Caratteristiche che, utilizzando la terminologia impiegata dallo scienziato politico bielorusso Evgeny Morozov nel recente volume To Save Everything, Click Here (2013, Penguin Books), possono essere definite «epocalismo» (l’idea che Internet rappresenti una rivoluzione «inedita», un primum nella storia umana), «Internet-centrismo» (tutti i problemi vanno definiti e affrontati attraverso Internet) e «soluzionismo» (la convinzione che la politica sia fatta di bug che abbisognano di un aggiustamento, fix, ottenibile – sempre – tramite un numero finito, algoritmico, di passi).

Fare ricorso all’armamentario concettuale di Morozov non è un vezzo accademico, ma il modo per ricondurre l’ideologia di Casaleggio e Grillo a radici che affondano nella storia del pensiero tecnologico e – soprattutto – degli evangelisti e intellettuali di Silicon Valley dell’ultimo ventennio. E, una volta compiuta questa operazione, applicare all’«iperdemocrazia» a Cinque Stelle le critiche che Morozov applica a quella tradizione.

Prima di tutto, per dire che «la Rete» abbia in realtà dato luogo agli stessi (eccessivi) proclami di rivoluzione democratica scaturiti dall’invenzione della stampa, del telefono e della televisione; che non sia dotata di alcuna legge di natura intrinseca e necessaria, come dimostrato dalle aspre battaglie politiche necessarie a mantenerne la regolamentazione a livelli compatibili con la libertà di espressione11; e che decisioni come quella di dare il proprio voto a Pietro Grasso per la presidenza del Senato o affidare la fiducia al Pd nella formazione di un nuovo governo siano tutte politiche, e non certo risolvibili con un algoritmo che esegua la sommatoria di qualche migliaio di click online.

Ancora, per sostenere che «la Rete» di cui parlano i due ideologi del M5S non esiste. E del resto, non è difficile crederlo leggendo alcuni passaggi del già citato Siamo in guerra.
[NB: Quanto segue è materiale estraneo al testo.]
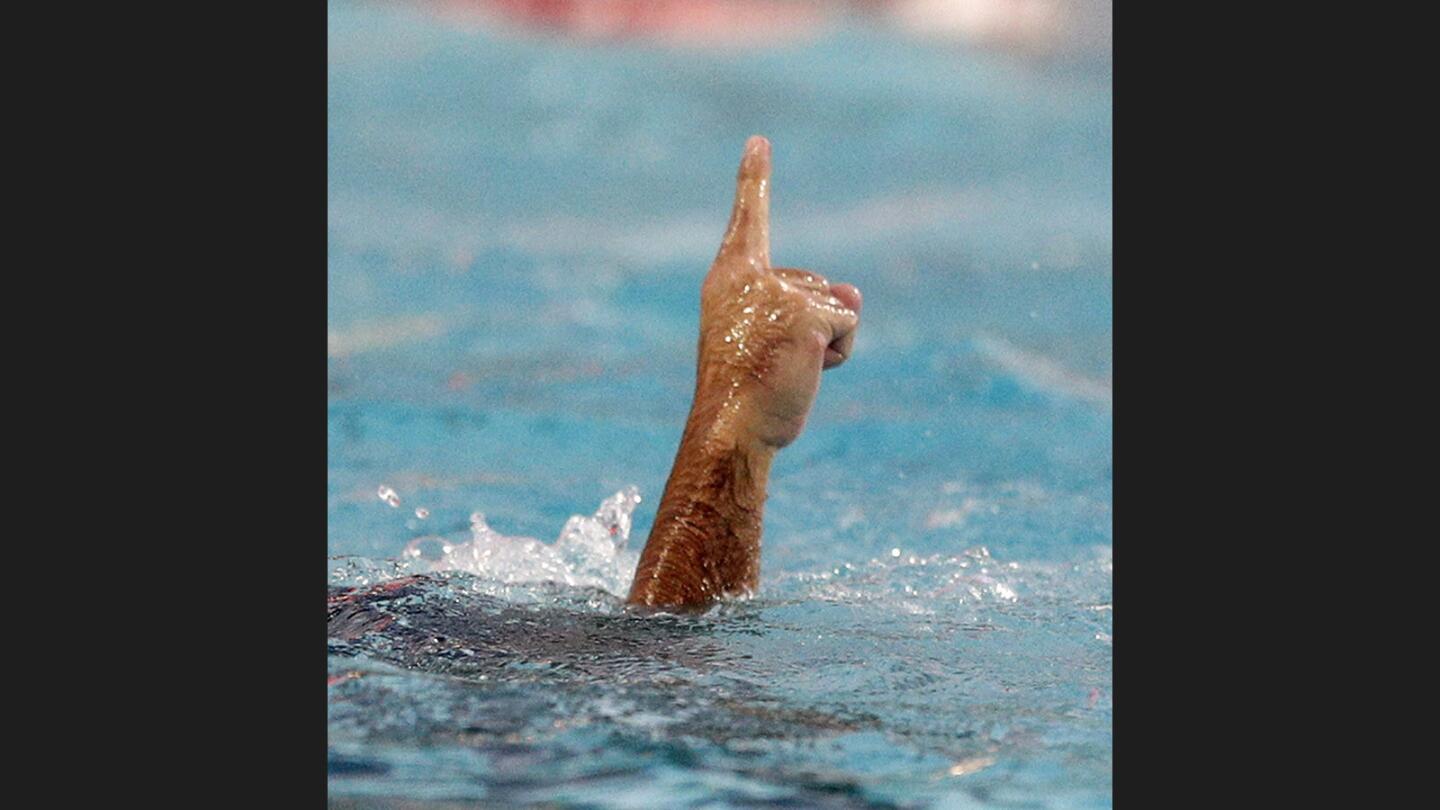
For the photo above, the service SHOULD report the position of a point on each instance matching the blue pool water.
(517, 231)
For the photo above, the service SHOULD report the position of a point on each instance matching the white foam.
(588, 554)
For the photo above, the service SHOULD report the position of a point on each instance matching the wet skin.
(765, 336)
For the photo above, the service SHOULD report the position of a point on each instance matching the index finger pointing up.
(748, 238)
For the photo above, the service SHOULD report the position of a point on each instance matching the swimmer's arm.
(706, 539)
(765, 336)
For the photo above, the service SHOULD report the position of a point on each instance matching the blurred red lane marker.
(676, 22)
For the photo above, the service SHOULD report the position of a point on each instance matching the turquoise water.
(517, 231)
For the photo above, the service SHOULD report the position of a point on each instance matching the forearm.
(706, 539)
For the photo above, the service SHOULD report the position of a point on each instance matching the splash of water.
(588, 554)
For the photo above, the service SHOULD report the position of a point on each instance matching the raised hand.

La Rete, scrivono i due, «è francescana, anticapitalista» («nel web le idee e la loro condivisione valgono più del denaro»; Mark Zuckerberg annuisce); «permette all’ignaro investitore di comprendere i misteri della Borsa» (sarà per questo che brancoliamo nel buio rispetto a come regolare il trading algoritmico12 e risolvere la crisi economica in atto dal 2008); darà i natali a «nuovi Dostoevskij del digitale», «renderà i politici del futuro più intelligenti», e noi tutti più onesti. Perché «non rubi attraverso la Rete».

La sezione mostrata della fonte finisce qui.